たとえば、早いうちから英語を勉強させて、将来、英語で困らないようにしてあげたい。
水泳教室に通わせて、心身を鍛えさせたい。
あれもこれも、少しでも早いうちからやらせた方がいいのではないか。。。
しかし、高橋先生の答えは「ノー」です。
早くから習い事をしてもあまり意味がない、と、バッサリです。
子どもが好きなことをさせてあげる。
無理強いしても、いいことは一つもないからです。
幼児のうちから無理やり英会話を勉強させて、子どもがそれを苦痛に感じていれば、その害の方が重大な悪影響を及ぼすといいます。
好きなことをやらせてあげて、ほめてあげる。
それが一番重要と言いますが、世の親御さんは「でも、やっぱり大きくなってから苦労はさせたくないし」と思うでしょう。
しかしそれは、本当に「子どものためなんですか?」と高橋先生は問い返します。
本当のところは、
「自分が英会話ができないので、子どもにはできてほしい」
と、自分の夢を子どもに託しているのではないですか?と先生は尋ねます。
そして、自分の果たせなかった夢を子どもに託してはいけない、と高橋先生は忠告しています。
「早いうちから勉強させて、将来、勉強で苦労させたくない」
しかし、幼児のうちから勉強をさせれば、将来、天才になるというわけではないのです。
他の子より早くできるようにはなりますが、成長すれば皆と大差ない。
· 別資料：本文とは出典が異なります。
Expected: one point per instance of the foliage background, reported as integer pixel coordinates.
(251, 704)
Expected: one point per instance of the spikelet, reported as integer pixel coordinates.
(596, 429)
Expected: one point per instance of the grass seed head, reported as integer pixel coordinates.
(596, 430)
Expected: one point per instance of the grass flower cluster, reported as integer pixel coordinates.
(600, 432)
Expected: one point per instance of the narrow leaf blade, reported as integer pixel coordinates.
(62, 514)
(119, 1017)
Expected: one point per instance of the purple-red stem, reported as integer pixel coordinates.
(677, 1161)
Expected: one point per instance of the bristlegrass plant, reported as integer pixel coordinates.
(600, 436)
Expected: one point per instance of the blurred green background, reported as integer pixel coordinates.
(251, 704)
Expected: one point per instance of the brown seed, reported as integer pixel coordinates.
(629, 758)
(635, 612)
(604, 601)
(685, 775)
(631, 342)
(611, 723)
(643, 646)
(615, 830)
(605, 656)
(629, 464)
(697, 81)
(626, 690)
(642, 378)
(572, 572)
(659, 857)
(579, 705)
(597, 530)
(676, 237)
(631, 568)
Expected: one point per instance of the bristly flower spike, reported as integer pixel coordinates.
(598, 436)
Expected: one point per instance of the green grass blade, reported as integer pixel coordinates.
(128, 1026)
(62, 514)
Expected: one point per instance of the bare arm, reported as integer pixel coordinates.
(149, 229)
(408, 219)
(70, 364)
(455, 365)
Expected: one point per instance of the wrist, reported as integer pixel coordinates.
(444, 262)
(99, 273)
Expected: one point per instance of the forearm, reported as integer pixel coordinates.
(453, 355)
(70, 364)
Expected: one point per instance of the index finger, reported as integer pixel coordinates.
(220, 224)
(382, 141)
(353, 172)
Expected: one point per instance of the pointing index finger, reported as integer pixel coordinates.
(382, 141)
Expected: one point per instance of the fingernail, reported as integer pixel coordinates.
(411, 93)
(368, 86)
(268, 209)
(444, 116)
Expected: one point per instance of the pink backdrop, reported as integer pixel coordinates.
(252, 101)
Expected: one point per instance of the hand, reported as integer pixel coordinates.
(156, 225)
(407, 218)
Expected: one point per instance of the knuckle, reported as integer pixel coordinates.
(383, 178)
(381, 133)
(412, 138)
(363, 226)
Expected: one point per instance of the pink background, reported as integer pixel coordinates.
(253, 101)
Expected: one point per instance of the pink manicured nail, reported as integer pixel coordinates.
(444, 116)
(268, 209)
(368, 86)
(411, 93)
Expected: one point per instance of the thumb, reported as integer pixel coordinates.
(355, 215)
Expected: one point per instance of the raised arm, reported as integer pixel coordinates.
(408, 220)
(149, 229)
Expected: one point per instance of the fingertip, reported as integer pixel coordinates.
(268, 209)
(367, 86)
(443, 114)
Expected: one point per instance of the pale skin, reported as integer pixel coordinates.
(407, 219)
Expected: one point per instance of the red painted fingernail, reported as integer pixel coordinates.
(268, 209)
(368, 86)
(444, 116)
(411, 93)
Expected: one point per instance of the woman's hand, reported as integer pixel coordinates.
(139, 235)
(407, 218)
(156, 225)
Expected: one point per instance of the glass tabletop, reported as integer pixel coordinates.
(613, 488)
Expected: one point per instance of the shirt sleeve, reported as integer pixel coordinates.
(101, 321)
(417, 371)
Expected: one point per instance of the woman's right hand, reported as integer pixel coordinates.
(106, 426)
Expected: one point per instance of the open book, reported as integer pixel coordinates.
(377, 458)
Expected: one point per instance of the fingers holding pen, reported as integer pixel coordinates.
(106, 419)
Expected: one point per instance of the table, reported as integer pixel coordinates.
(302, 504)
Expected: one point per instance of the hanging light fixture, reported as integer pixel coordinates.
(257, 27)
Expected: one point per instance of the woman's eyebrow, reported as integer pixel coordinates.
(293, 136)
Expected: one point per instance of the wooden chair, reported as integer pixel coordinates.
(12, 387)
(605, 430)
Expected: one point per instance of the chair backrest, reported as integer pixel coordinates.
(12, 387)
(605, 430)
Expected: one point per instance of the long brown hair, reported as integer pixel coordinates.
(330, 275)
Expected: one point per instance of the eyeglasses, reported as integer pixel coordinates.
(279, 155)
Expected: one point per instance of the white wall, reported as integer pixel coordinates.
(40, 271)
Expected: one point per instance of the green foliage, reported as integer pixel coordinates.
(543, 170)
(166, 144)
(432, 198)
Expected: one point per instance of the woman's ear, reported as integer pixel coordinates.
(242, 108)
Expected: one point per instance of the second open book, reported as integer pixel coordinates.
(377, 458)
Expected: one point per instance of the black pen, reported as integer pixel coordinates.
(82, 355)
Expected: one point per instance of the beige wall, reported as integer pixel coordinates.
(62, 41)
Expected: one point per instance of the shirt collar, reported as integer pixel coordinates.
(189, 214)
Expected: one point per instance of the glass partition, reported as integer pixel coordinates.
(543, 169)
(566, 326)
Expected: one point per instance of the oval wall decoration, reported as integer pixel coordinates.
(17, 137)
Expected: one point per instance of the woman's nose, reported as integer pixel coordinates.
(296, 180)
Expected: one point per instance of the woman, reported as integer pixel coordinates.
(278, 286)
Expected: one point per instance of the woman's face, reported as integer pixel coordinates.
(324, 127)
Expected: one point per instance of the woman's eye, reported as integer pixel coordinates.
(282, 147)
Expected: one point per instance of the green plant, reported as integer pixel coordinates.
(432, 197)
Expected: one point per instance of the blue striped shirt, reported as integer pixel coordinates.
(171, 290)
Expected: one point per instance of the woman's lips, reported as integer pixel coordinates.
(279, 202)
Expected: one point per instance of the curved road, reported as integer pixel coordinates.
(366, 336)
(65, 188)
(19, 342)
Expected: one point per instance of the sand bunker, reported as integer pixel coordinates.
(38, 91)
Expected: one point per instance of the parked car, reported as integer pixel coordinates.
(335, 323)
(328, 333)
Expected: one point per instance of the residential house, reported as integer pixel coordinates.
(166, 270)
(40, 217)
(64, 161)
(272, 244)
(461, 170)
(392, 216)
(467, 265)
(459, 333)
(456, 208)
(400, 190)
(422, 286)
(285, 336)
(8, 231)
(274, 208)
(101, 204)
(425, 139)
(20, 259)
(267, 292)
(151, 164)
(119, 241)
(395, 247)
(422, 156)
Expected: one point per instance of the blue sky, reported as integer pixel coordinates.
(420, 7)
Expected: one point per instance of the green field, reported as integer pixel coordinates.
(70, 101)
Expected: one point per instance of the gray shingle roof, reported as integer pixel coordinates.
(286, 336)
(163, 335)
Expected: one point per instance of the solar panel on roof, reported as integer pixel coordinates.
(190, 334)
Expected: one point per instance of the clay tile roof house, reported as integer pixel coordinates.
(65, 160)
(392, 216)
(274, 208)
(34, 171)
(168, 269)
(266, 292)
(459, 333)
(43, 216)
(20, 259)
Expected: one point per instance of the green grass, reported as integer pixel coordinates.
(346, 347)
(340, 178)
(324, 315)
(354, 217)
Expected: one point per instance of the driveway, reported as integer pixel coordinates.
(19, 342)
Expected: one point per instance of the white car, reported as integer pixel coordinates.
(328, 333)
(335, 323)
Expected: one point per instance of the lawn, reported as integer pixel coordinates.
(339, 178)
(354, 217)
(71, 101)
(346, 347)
または、親自身の成績と大差ないところで止まってしまう、と高橋先生は釘を刺します。
自分が果たせなかった夢を、子どもでかなえようとするのは違う、と。
子どもに託さず、今からでもいいから自分でやってください、というのが高橋先生のアドバイスなのです。
親が後悔すべきは自分の人生
「子どもに後悔させたくない」
という親の気持ちも、実は親自身の後悔だと高橋先生は言います。
親自身が後悔したくないから子どもにやらせている。
あとになって「もっと勉強させればよかった」とか、「早いうちから英語を勉強させておけばよかった」という後悔を、誰よりも親自身がしたくない。
高橋先生自身、自分の子育ては後悔ばかりと言います。
朝、家を出る時に、娘に「また来てね」と言われて切なくなったり、息子に「決めつけないでよ」と泣かれたり。
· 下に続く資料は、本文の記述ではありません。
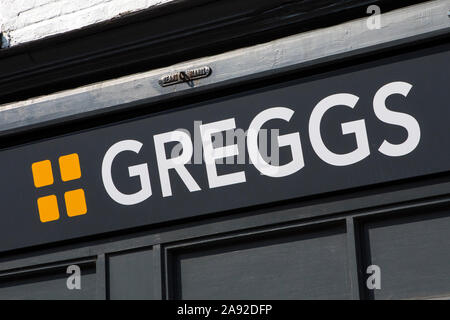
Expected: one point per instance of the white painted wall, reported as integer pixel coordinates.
(26, 20)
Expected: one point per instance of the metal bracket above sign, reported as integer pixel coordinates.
(185, 76)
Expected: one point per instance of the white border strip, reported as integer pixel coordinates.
(402, 25)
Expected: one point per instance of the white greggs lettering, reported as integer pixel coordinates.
(293, 141)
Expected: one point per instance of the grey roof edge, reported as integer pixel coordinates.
(400, 26)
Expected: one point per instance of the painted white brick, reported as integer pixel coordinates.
(27, 20)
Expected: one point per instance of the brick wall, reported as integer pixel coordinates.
(26, 20)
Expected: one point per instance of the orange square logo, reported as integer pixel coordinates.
(75, 202)
(48, 208)
(42, 173)
(69, 166)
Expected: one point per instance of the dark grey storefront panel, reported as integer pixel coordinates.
(299, 265)
(428, 72)
(413, 253)
(50, 283)
(130, 275)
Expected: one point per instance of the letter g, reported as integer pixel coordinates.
(140, 170)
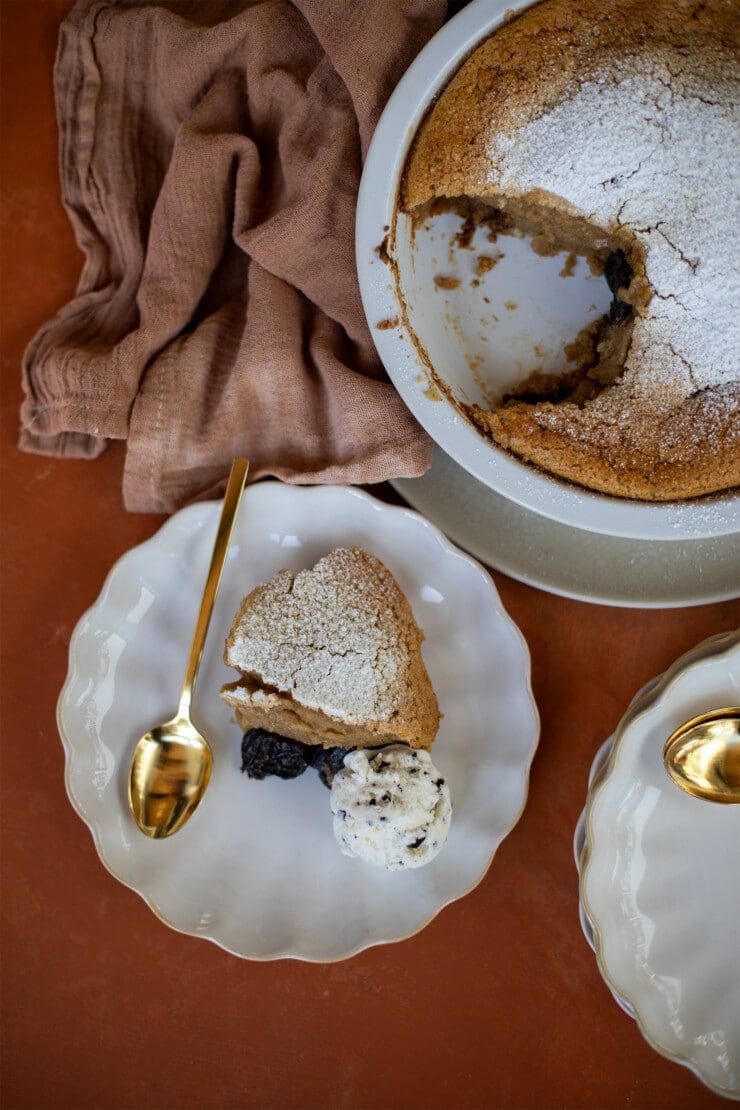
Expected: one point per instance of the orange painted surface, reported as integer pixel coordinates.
(498, 1002)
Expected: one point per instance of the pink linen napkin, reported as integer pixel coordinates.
(211, 154)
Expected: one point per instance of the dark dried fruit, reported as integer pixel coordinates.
(618, 274)
(265, 753)
(327, 763)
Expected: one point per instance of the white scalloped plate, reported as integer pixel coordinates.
(660, 877)
(256, 869)
(458, 328)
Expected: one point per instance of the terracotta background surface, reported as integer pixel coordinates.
(498, 1002)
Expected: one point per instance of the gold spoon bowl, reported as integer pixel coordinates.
(172, 762)
(702, 756)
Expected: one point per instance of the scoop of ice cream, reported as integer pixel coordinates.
(392, 807)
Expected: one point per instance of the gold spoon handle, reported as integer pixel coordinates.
(232, 496)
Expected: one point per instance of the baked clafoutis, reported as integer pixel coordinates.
(610, 130)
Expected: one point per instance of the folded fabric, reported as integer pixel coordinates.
(211, 155)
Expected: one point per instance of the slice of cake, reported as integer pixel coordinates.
(332, 656)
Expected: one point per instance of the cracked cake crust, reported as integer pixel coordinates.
(622, 115)
(332, 656)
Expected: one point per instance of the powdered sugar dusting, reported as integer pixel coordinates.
(629, 149)
(340, 638)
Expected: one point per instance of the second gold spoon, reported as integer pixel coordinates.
(172, 762)
(703, 756)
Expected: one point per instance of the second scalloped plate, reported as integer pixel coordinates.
(660, 877)
(256, 869)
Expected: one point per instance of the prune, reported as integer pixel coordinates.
(265, 754)
(327, 763)
(618, 274)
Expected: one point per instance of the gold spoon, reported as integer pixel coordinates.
(703, 756)
(171, 764)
親は子育ての中で、大小さまざまな後悔をするのです。しかしそれを申し訳ないと子どもにじかにいうのは良くないのです。
もっと英会話を勉強させておけば良かった、と子どもに対して後悔し、それを子どもにいうのは筋違いです。
子どもに英語力をつけさせたいと思ったら、おかあさん、おとうさん自身、まず自分たちが勉強すればいいのです。
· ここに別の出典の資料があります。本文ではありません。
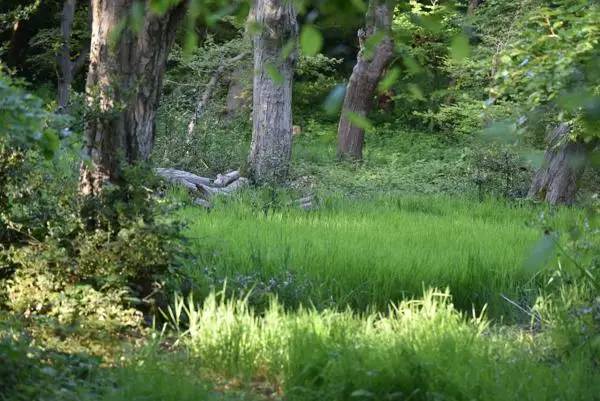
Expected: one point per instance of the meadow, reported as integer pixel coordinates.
(367, 253)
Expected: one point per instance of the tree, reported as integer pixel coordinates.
(557, 181)
(553, 66)
(271, 146)
(370, 65)
(67, 68)
(127, 64)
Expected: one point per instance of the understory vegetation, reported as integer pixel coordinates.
(427, 269)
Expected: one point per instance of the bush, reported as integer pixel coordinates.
(79, 276)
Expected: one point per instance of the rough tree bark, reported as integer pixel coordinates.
(271, 147)
(557, 181)
(365, 76)
(123, 87)
(67, 68)
(473, 4)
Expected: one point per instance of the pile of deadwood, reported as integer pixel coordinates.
(204, 189)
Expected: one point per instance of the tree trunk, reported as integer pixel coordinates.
(12, 58)
(557, 181)
(271, 147)
(364, 79)
(123, 87)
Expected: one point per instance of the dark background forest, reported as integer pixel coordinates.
(271, 199)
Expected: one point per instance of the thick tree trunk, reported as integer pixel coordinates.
(271, 147)
(12, 59)
(123, 88)
(557, 182)
(473, 4)
(366, 74)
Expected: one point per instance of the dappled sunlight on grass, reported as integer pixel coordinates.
(370, 253)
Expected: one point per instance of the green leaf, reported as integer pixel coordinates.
(459, 47)
(218, 15)
(411, 65)
(359, 5)
(416, 91)
(362, 394)
(274, 73)
(160, 7)
(358, 121)
(335, 99)
(311, 41)
(389, 79)
(540, 253)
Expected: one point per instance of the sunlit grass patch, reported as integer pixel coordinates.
(423, 349)
(366, 253)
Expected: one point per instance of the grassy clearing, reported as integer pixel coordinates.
(368, 253)
(418, 350)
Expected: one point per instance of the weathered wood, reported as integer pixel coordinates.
(223, 185)
(271, 147)
(223, 180)
(234, 186)
(557, 181)
(123, 88)
(365, 76)
(174, 174)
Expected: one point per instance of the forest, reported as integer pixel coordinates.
(300, 200)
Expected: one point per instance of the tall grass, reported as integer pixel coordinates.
(418, 350)
(367, 253)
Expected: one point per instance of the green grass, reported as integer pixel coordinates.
(418, 350)
(367, 253)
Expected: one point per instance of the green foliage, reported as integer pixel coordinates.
(216, 147)
(25, 121)
(29, 372)
(341, 251)
(85, 278)
(405, 351)
(314, 79)
(553, 62)
(500, 171)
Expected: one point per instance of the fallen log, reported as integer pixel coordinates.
(223, 180)
(224, 184)
(184, 177)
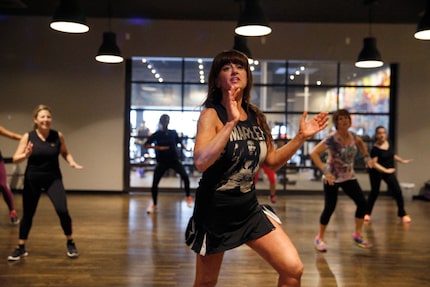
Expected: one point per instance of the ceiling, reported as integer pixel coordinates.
(314, 11)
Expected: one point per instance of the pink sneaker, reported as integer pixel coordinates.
(151, 209)
(360, 242)
(189, 201)
(406, 219)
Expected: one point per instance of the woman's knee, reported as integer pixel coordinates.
(292, 271)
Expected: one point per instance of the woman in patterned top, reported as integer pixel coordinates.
(232, 140)
(339, 173)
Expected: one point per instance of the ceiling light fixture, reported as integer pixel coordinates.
(423, 28)
(241, 46)
(252, 21)
(369, 56)
(109, 51)
(69, 18)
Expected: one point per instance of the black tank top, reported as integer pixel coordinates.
(43, 162)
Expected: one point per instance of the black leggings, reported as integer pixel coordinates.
(30, 199)
(159, 171)
(352, 189)
(393, 186)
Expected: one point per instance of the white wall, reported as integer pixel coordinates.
(38, 65)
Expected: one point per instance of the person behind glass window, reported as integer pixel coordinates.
(165, 142)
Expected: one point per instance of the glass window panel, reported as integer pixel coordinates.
(269, 72)
(178, 87)
(156, 96)
(353, 76)
(312, 73)
(155, 69)
(194, 95)
(312, 99)
(365, 100)
(196, 70)
(268, 98)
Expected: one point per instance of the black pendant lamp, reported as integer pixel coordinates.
(423, 28)
(240, 44)
(69, 18)
(252, 21)
(109, 51)
(369, 56)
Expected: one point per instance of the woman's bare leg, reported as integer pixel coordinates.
(207, 269)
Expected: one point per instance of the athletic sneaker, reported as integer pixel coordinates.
(17, 254)
(273, 198)
(360, 242)
(72, 252)
(13, 218)
(189, 201)
(151, 209)
(320, 244)
(406, 219)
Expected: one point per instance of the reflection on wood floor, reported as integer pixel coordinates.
(120, 245)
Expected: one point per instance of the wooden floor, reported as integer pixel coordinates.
(120, 245)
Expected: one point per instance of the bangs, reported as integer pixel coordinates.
(234, 57)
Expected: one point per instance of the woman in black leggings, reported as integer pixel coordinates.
(342, 146)
(41, 147)
(383, 157)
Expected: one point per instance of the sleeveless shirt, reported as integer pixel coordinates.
(43, 162)
(226, 211)
(341, 156)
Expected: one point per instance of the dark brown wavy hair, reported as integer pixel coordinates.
(215, 94)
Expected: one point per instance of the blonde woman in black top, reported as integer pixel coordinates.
(41, 148)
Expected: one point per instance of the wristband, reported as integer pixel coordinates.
(325, 170)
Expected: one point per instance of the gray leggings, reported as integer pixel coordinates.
(352, 189)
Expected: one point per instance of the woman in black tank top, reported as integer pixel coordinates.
(232, 140)
(41, 148)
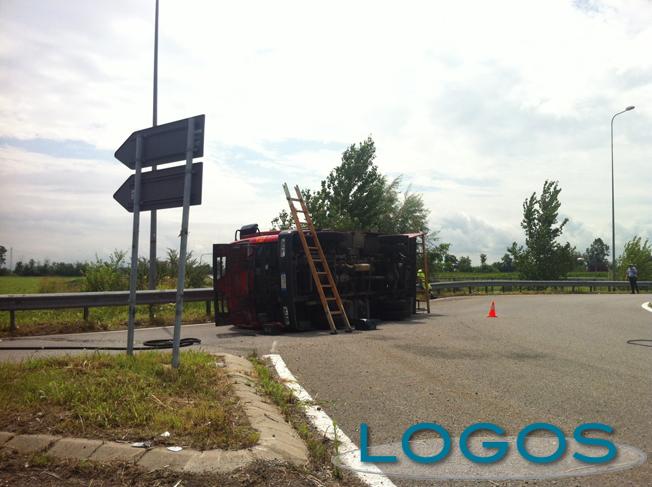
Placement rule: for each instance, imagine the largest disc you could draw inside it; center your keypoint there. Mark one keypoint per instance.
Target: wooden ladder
(321, 273)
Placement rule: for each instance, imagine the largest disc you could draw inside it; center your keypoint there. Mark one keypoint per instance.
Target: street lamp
(613, 211)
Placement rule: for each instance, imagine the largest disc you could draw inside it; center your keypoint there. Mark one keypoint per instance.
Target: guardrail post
(12, 320)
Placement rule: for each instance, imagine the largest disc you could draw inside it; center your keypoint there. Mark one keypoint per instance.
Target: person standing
(632, 275)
子どもに自分の夢をすべて背負わせ、一生分のレールをすべて敷いてやるというのは無理なのです。
何より、子どもには子ども自身の「できること」がすでに備わっているから、と高橋先生は強調しています。
そして、それは親自身にも備わっている。
まずは親からやってみる、といって、高橋先生は親をサポートしているのです。
まとめ
(出典 : https://hanakomama.jp/topics/63545/)
誰しも子ども時代があったわけですから、「親の期待」を背負わせられることのつらさを分かりそうなものですが、子どもが生まれるとどうやらそれを忘れてしまうようです。
自分は英語ができなくて苦労した。だから子どもには早期教育をして、苦労や後悔をさせたくない。
一見、正しく見えますが、それは親が描いたシナリオに過ぎないということをあらためて思いました。
子どもにさせるのではなく、親自身がすればいい。
まさにそのとおりだと思います。
親が後悔だらけの人生では、子どもが幸せになるのは難しい。
子どもが生まれたら子供中心の人生になるのではなく、親も自分自身の人生を精一杯生きる。
「夢を託さない」とはそういうことだと思いました。
小児科医の医師のアドバイスは、実は親への一押しだったのですね。